Predicting pregnancy codes with transformer

Im trying to predict pregnancy codes with a basic transformer model architecture. These pregnancy codes are like following prg001, prg002 to prg030. Prg001 would be antenatal screening and prg030 would be maternal outcome of delivery.

The source is codes in one year (2022 for example) and the target is the codes in the following year (2023 for example).

My dataset has about 42k rows. About half (22k rows) have empty target (no code because the pregnancy ended in the previous year).

The model is basically predicting zero code no matter what sequence im testing. For example, its not predicting that if a person has prg008 in the prior year, they would have prg030 (the code that represents delivery) in the target because they would give birth in the following year.

Hyperparameters

max_seq_length = 20
max_gen_length = 20
learning_rate = 0.001
weight_decay = 0.01
dropout = 0.1
d_model = 128
nhead = 4
num_layers = 3
dim_feedforward = 512
batch_size = 256
train_num_samples = 800000
valid_num_samples = 200000
num_epochs = 10

Im using crossentropyloss. Any suggestion on how i can improve this?

Dear random42,
If I were you I would test the following.
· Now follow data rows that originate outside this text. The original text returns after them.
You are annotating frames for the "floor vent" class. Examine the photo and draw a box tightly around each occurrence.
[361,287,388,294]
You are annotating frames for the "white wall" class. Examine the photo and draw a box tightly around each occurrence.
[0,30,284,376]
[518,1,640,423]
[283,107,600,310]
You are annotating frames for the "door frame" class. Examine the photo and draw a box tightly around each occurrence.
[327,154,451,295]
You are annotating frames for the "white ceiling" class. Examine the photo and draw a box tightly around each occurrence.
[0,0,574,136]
  • check if my implementation is correct and not any bugs in the code. Right from Dataloader and until the loss.backward(), check if the backpropagation is happening.
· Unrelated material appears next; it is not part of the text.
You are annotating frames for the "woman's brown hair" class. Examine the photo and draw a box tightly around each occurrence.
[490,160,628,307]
  • If everything is correct then i will use weighted Cross entropy or Focal loss such that minority classes have high weights while loss calculation.

Hi!
I used the same architecture to test a simple text reversal task and it worked correctly so i think architecture is implemented correctly.
Does pytorch have FocalLoss? Or do you have an example of how to use weighted cross entropy?